Seann Walsh: I'd Happily Punch Myself In The Face
Seann Walsh looks destined to be a comedy star. Not only does he specialise in the sort of universal observational comedy that never goes out of style (or at least, not for long), he’s also damn good at it – and still only in his mid-twenties.
He looks a fair bit older, which he puts down to a hard booze and fag-filled life, but there’s also a maturity to both his performance and outlook. On stage he’s fluid and casual, his amiable, slightly ramshackle persona belying a keen eye for human foibles. It’s not just his shaggy hair that brings to mind a young Billy Connolly, but his whole natural demeanour.

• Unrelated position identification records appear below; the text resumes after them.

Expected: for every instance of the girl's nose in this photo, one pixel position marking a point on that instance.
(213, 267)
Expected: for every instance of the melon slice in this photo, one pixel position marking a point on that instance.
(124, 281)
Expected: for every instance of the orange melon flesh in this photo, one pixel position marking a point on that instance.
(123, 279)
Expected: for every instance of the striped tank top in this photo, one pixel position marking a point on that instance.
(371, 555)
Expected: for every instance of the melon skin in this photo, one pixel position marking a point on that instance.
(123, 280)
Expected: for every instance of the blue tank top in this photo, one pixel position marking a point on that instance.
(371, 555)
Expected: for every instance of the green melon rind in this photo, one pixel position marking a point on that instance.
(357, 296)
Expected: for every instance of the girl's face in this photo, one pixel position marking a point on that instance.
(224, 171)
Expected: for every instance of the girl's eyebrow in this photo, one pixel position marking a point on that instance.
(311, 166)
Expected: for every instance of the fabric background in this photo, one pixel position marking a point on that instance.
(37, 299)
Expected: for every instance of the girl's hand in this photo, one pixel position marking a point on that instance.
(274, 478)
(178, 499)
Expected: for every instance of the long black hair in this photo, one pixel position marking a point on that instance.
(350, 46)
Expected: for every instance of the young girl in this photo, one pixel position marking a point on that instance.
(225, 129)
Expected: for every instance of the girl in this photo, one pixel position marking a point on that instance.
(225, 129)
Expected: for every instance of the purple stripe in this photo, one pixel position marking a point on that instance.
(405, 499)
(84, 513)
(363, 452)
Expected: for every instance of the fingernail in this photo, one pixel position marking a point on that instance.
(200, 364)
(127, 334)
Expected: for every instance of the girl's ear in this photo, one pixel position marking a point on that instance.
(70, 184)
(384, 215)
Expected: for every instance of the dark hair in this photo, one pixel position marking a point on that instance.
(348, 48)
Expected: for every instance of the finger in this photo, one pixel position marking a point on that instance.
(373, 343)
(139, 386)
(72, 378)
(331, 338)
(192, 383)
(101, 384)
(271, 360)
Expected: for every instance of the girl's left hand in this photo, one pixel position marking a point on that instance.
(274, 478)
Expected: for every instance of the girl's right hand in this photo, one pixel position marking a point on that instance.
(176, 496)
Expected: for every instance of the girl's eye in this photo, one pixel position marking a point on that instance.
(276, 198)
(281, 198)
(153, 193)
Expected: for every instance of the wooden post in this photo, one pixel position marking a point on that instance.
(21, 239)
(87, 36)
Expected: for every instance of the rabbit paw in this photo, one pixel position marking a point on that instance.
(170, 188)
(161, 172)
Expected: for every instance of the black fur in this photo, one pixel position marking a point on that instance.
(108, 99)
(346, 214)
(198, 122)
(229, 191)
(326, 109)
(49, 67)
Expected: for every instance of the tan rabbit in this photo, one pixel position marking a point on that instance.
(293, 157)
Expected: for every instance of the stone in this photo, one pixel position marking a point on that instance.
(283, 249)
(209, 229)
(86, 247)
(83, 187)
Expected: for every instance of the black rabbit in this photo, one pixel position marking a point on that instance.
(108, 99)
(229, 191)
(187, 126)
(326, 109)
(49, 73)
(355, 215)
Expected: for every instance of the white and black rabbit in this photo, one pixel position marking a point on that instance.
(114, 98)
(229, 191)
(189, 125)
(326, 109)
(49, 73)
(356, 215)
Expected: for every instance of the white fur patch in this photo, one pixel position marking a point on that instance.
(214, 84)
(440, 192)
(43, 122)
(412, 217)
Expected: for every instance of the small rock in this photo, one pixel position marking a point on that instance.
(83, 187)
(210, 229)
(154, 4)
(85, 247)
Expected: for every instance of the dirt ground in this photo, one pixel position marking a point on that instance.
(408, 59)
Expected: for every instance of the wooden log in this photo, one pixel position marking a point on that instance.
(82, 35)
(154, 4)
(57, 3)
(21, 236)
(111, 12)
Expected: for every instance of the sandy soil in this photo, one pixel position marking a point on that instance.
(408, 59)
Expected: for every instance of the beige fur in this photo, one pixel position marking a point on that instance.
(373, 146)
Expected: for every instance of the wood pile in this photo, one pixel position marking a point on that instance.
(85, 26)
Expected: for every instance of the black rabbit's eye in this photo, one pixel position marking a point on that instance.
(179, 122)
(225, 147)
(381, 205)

Much of the material is seen through the prism of his own clumsy, scatterbrained personality – but everyone can relate to his litany of minor embarrassments and stress-inducing frustrations, from not knowing how to greet an acquaintance in the street to the etiquette of bus travel.
Observational stand-up is a difficult genre – certainly a lot harder than Walsh makes it look with his microscopic attention to detail, distinctive way of explaining himself and perfect physicality. This is a comic who can do several minutes on something as mundane as being a passenger in a car, and make it howlingly funny.
He’s especially strong when he gets to act out a routine, whether it’s the perfectly nuanced drunk trying to negotiate admission into a nightclub, to the commuter who can doze, standing up, on a London Tube.
Maybe one or two of his gags touch on familiar gripes, from replacement bus services to redundant health and safety warnings, but even so he adds a style of his own, perhaps flecked with touches of Michael McIntyre or Jerry Seinfeld.
It’s hard to think that anyone wouldn’t enjoy this show, whatever their age or viewpoint, so broad are the themes but so well-executed the material. He’s almost sure be huge, so say you saw him here – in an over-hot university broom cupboard – first.